About the Translator
Born in Hong Kong, Marc Vincenz is British-Swiss and is the author of ten books of poetry; his latest are Becoming the Sound of Bees (Ampersand Books, 2015), Sibylline (Ampersand Books, 2016) and The Syndicate of Water & Light (Station Hill, 2018). His novella, Three Taos of T’ao, or How to Catch a White Elephant is to be released by Spuyten Duyvil in late 2017. He is the translator of many contemporary German- French- and Romanian-language poets. His translation work has received fellowships and grants from the Swiss Arts Council and the Literary Colloquium Berlin. His recent publications, include The Nation, Ploughshares, The Common, Solstice, Raritan, Notre Dame Review and World Literature Today. He is International Editor of Plume, publisher and editor of MadHat Press and Plume Editions, and lives and writes in Western Massachusetts.

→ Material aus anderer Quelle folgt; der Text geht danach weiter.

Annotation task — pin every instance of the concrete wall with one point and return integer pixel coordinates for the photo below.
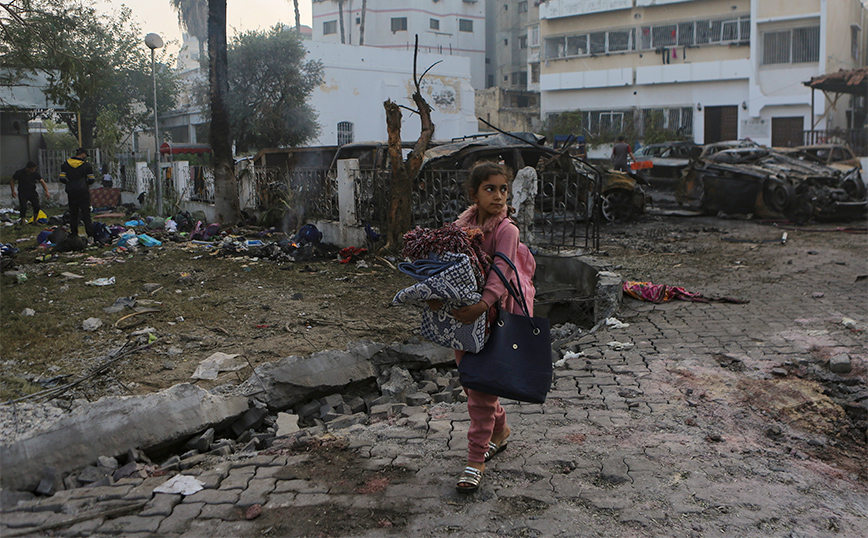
(359, 79)
(447, 40)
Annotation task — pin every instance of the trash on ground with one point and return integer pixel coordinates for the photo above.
(180, 484)
(109, 281)
(615, 323)
(211, 367)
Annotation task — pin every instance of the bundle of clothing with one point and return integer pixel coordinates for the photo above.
(661, 293)
(450, 267)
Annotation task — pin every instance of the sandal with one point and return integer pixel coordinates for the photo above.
(494, 449)
(468, 482)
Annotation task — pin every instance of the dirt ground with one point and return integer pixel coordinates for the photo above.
(207, 300)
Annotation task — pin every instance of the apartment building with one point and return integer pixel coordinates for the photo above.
(709, 70)
(446, 27)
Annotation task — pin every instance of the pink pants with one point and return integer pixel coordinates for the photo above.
(486, 417)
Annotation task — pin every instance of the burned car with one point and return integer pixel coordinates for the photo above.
(668, 160)
(567, 184)
(766, 183)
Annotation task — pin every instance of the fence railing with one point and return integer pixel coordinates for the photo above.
(564, 212)
(856, 139)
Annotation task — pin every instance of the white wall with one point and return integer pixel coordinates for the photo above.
(448, 39)
(357, 80)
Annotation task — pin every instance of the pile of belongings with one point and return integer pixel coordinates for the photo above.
(449, 265)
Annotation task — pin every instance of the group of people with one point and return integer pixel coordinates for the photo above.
(76, 174)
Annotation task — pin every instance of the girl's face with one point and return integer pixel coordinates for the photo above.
(491, 196)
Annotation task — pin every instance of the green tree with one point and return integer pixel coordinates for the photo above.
(92, 61)
(193, 16)
(226, 204)
(269, 84)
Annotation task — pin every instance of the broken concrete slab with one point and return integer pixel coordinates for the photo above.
(119, 423)
(211, 367)
(290, 381)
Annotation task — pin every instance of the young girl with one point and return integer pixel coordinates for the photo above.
(488, 188)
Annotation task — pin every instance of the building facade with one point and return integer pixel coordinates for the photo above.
(444, 27)
(709, 70)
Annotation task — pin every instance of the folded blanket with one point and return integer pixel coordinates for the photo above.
(453, 283)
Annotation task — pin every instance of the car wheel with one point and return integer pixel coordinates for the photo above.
(617, 205)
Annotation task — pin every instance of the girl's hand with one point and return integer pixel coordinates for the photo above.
(468, 314)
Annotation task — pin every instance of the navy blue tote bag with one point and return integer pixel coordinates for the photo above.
(516, 362)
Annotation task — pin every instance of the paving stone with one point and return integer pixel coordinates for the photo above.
(281, 500)
(180, 518)
(299, 486)
(83, 528)
(257, 492)
(161, 505)
(225, 512)
(127, 525)
(238, 478)
(214, 496)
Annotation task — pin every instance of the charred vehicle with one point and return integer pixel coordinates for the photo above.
(568, 185)
(668, 160)
(770, 184)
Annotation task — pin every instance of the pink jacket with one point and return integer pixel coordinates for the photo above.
(500, 234)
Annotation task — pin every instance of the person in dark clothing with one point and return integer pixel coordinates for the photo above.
(27, 179)
(619, 155)
(77, 174)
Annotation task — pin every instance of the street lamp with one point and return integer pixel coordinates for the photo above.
(154, 41)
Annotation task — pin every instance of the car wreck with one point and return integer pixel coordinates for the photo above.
(765, 183)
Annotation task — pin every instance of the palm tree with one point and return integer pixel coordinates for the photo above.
(193, 16)
(297, 17)
(362, 26)
(341, 17)
(226, 204)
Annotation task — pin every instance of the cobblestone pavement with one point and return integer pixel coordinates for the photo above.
(696, 420)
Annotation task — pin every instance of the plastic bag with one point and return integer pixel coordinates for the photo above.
(148, 241)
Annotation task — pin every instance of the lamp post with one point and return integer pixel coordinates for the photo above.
(154, 41)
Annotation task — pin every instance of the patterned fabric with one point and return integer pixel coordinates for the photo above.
(420, 243)
(661, 293)
(454, 286)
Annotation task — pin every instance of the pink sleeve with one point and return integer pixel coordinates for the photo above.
(505, 241)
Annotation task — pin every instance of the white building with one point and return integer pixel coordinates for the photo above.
(357, 80)
(708, 69)
(444, 27)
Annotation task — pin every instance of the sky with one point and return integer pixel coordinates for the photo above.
(158, 16)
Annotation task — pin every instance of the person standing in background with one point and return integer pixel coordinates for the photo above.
(77, 174)
(106, 177)
(27, 179)
(619, 155)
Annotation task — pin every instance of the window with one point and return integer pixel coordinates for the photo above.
(399, 24)
(533, 36)
(798, 45)
(345, 133)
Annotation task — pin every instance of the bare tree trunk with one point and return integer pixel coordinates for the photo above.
(226, 203)
(341, 17)
(404, 173)
(362, 25)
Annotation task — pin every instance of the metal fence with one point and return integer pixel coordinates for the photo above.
(564, 213)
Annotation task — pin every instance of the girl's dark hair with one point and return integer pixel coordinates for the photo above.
(483, 170)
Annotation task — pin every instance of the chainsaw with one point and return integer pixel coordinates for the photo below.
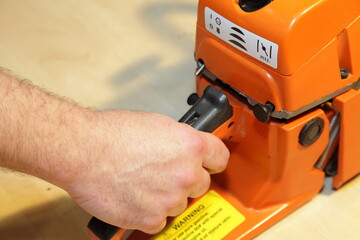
(277, 81)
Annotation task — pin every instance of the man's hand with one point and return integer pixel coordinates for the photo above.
(129, 169)
(142, 167)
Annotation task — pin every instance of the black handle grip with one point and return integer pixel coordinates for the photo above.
(102, 230)
(208, 113)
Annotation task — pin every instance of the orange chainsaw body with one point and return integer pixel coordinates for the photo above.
(270, 173)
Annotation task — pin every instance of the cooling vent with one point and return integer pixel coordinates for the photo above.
(239, 41)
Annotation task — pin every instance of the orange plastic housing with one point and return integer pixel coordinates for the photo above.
(270, 174)
(315, 38)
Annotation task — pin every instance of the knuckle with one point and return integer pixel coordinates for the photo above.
(154, 223)
(173, 202)
(187, 178)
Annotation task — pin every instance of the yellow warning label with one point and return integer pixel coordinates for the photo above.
(211, 218)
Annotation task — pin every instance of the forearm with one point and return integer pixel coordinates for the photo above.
(39, 133)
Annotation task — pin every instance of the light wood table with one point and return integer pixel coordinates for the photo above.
(134, 55)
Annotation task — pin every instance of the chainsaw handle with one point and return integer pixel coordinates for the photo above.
(100, 230)
(207, 114)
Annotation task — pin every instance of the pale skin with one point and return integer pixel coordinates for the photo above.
(130, 169)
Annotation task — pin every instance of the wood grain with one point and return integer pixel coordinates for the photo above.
(134, 55)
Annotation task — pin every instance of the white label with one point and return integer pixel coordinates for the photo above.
(240, 38)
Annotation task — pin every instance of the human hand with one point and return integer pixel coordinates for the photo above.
(142, 167)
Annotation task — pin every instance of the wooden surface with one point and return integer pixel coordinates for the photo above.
(127, 55)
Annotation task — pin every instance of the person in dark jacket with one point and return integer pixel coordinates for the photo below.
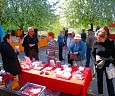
(103, 48)
(30, 44)
(61, 44)
(83, 35)
(9, 57)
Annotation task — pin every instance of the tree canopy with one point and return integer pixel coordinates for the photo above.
(24, 13)
(85, 12)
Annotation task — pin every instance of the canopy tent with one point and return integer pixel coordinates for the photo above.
(112, 25)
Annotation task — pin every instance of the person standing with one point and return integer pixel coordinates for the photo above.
(61, 44)
(79, 48)
(70, 41)
(83, 35)
(103, 49)
(89, 43)
(9, 56)
(52, 48)
(30, 44)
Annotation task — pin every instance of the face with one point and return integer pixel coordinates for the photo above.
(77, 40)
(31, 32)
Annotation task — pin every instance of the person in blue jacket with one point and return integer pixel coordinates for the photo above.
(61, 44)
(79, 48)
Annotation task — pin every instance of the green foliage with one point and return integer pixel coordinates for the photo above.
(85, 12)
(25, 13)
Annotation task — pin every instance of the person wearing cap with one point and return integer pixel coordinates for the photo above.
(61, 44)
(52, 49)
(79, 48)
(70, 41)
(89, 43)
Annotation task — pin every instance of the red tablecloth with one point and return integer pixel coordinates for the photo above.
(71, 86)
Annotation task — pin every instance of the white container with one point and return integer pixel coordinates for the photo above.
(42, 92)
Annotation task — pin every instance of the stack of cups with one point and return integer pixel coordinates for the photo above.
(52, 63)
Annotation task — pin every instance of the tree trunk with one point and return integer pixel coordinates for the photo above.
(91, 26)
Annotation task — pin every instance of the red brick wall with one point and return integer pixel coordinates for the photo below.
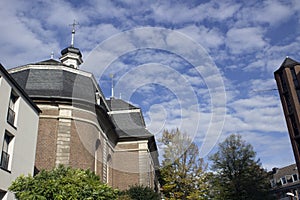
(46, 142)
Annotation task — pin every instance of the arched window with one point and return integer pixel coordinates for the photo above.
(108, 166)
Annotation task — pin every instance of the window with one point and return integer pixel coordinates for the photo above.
(295, 177)
(6, 151)
(283, 181)
(2, 194)
(108, 165)
(273, 182)
(11, 115)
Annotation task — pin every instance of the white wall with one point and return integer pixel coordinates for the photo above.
(25, 136)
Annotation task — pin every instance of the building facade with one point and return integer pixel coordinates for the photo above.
(285, 183)
(288, 82)
(19, 118)
(79, 127)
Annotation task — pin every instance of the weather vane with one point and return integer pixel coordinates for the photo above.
(73, 31)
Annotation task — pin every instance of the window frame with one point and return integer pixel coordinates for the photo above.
(8, 151)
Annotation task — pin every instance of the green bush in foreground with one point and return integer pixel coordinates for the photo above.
(62, 183)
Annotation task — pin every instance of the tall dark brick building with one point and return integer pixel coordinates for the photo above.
(288, 82)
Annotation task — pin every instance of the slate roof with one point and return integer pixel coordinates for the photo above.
(19, 88)
(288, 62)
(55, 82)
(128, 120)
(119, 104)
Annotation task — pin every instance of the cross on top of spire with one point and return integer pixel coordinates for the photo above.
(73, 31)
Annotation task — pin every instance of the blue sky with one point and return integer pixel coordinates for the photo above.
(197, 65)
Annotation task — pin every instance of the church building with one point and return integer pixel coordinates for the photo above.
(79, 127)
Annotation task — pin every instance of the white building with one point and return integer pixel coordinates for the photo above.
(19, 118)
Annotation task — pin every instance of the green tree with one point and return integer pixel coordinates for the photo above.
(139, 192)
(238, 175)
(62, 183)
(183, 172)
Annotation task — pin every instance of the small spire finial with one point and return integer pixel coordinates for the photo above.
(112, 85)
(73, 31)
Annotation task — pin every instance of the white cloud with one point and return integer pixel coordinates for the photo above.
(245, 40)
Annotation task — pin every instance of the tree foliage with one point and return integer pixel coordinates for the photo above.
(238, 175)
(62, 183)
(139, 192)
(183, 172)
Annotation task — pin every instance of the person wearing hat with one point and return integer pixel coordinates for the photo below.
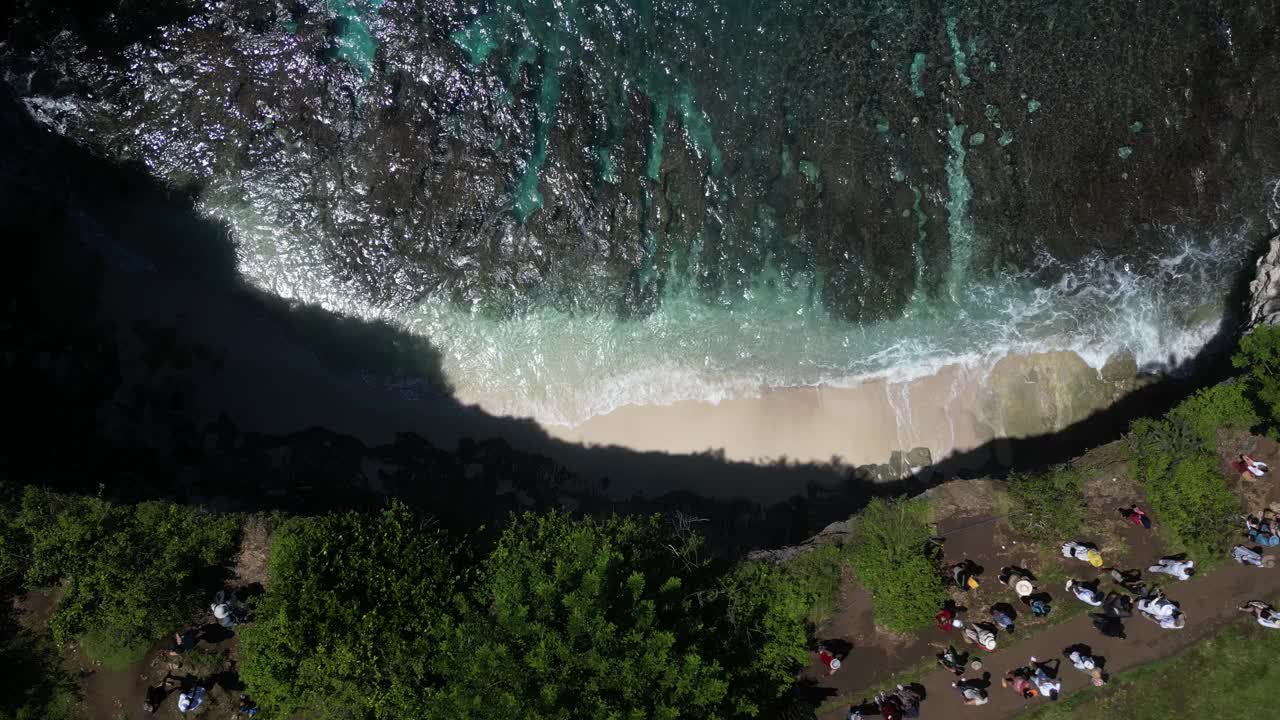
(1087, 664)
(979, 636)
(223, 609)
(1082, 552)
(1248, 556)
(1048, 686)
(1086, 593)
(952, 659)
(1180, 569)
(972, 693)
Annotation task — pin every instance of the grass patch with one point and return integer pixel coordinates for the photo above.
(1048, 506)
(1238, 666)
(113, 652)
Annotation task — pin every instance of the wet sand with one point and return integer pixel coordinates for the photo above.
(762, 449)
(858, 425)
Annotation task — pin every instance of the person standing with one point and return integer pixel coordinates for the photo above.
(1082, 552)
(1084, 593)
(1087, 664)
(979, 636)
(158, 693)
(1262, 613)
(1020, 680)
(191, 700)
(1247, 556)
(970, 693)
(1048, 686)
(1180, 569)
(828, 659)
(1137, 515)
(1002, 619)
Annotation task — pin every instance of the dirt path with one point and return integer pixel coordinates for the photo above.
(1208, 602)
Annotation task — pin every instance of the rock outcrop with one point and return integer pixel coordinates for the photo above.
(1265, 288)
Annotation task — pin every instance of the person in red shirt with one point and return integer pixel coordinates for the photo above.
(1020, 683)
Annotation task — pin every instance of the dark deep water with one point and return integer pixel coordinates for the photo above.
(592, 204)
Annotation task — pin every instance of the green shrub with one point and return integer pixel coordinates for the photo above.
(132, 573)
(816, 575)
(895, 561)
(1194, 506)
(1260, 355)
(1224, 405)
(757, 630)
(1048, 506)
(353, 619)
(585, 619)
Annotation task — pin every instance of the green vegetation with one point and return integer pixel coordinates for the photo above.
(1224, 405)
(1048, 506)
(1174, 458)
(39, 686)
(132, 573)
(355, 618)
(896, 563)
(563, 618)
(1235, 669)
(817, 574)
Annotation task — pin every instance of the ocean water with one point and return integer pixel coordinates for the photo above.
(563, 368)
(592, 204)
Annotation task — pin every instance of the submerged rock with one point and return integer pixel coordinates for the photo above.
(1031, 395)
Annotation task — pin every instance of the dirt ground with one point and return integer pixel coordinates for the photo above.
(970, 520)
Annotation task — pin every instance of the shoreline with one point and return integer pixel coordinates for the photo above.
(858, 425)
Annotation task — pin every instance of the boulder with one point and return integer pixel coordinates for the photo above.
(1120, 367)
(919, 458)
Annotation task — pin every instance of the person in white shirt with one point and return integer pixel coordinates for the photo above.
(1082, 552)
(1087, 595)
(1180, 569)
(1086, 662)
(1247, 556)
(1264, 613)
(972, 695)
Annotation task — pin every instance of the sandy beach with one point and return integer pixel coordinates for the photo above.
(855, 425)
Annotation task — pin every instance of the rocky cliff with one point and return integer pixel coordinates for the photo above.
(1265, 288)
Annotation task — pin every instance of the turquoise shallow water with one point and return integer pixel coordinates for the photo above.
(585, 204)
(566, 367)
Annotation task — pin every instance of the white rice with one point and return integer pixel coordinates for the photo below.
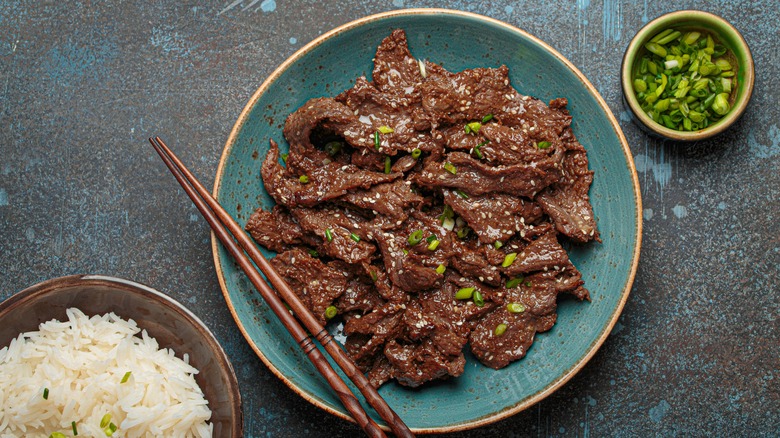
(82, 362)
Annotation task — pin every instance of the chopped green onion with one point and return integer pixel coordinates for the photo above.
(478, 299)
(513, 283)
(465, 293)
(515, 308)
(509, 259)
(473, 127)
(333, 147)
(415, 237)
(448, 223)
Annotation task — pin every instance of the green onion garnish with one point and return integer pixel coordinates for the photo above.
(515, 308)
(415, 237)
(463, 232)
(509, 259)
(472, 127)
(478, 300)
(513, 283)
(465, 294)
(333, 147)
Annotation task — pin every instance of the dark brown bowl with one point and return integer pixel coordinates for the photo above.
(163, 318)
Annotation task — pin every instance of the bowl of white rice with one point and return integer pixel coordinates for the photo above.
(90, 355)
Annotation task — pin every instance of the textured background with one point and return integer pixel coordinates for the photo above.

Spuyten Duyvil released Marc Vincenz’s translation of Klaus Merz’s collection Out of the Dust in 2014. His translation of Merz’s Unexpected Development was a finalist for the 2016 Cliff Becker Book Prize in Translation and is to be released by White Pine Press in March 2018. Vincenz is currently translating Merz’s selected poems (1963 – 2016), An Audible Blue.